Milk isn’t the only source of Calcium…

Calcium-rich foods keep our bones and teeth healthy. It’s a key mineral for women as it helps prevent arthritis (inflammation of the joint). But don’t just look to milk for this mineral, you’ll find it in some other more surprising foods.

Why is calcium so beneficial? Our bodies contain around 1kg of calcium in our bones and teeth. It is the main mineral we need and is vital to us throughout our lives. Children need calcium to build a strong healthy skeleton. Women (of all ages) need it to prevent arthritis in later life, not just when we start the menopause. We all need to replace calcium at the rate of 1g a day – which does not sound much, but in fact you need to eat a fair amount of calcium-high food to reach that.

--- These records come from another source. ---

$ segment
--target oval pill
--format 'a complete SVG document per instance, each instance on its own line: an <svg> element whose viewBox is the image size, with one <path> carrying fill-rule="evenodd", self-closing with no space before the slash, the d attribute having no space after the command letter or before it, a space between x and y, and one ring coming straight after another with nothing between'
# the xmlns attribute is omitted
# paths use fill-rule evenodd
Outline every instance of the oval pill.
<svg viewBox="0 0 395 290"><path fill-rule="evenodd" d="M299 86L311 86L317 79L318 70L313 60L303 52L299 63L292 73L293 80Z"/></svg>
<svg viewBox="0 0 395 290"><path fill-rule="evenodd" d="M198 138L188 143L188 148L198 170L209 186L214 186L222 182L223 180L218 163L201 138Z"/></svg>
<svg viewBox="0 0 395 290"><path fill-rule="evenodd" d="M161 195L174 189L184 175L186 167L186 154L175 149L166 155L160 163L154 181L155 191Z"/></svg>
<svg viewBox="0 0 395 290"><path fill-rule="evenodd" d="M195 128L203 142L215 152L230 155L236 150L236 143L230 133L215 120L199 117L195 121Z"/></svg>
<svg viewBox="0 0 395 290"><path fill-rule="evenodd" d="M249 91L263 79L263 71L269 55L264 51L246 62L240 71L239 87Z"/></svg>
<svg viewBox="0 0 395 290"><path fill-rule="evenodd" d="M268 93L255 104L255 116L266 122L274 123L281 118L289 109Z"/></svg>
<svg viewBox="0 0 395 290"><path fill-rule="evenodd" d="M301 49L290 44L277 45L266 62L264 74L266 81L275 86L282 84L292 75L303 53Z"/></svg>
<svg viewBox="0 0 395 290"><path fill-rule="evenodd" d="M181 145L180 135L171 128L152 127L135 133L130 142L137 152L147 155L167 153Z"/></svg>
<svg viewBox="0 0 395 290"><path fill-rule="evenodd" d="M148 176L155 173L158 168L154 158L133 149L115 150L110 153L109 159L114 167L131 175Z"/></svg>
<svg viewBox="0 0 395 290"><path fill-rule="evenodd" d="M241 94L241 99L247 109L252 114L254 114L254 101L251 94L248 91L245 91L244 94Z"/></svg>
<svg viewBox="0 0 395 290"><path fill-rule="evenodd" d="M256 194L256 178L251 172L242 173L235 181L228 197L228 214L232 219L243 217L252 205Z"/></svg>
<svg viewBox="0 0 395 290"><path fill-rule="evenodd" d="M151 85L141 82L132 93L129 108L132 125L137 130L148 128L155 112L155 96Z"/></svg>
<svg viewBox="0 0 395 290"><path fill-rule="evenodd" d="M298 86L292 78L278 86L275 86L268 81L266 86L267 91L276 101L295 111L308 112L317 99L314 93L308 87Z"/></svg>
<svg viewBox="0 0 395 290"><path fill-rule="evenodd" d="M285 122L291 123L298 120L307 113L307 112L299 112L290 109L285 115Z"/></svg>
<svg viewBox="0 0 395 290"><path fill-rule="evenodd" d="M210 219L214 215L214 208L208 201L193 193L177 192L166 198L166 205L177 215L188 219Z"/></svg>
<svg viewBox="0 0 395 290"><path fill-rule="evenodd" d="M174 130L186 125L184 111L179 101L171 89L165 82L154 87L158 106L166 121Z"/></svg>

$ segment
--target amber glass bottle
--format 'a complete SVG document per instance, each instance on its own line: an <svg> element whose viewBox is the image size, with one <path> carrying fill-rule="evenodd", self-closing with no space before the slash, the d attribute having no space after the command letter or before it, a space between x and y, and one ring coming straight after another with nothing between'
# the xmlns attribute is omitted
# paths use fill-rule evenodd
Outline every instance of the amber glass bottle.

Here are the foods with the highest levels of calcium:

  • Parmesan cheese contains 1.2g per 100g. (If Parmesan is a bit strong to eat everyday, you could also try Gruyere cheese or reduced fat Cheddar).
  • Seaweed (which you can order at Chinese restaurants)
  • Fried whitebait
  • Sesame seeds
  • Sardines (but eat the bones too)
  • Spinach
  • Broccoli
  • Chick peas
  • Prawns
  • Yogurts
  • White bread

Calcium also helps our muscles move, heart pump and nerves function. So, if you suffer from cramps or weak muscles eat calcium high foods. You need to have vitamin D to help the body absorb calcium, not a problem if you are outside a lot because our bodies produce it from sunlight! Alternatively you can get some Vitamin D supplements from your pharmacist.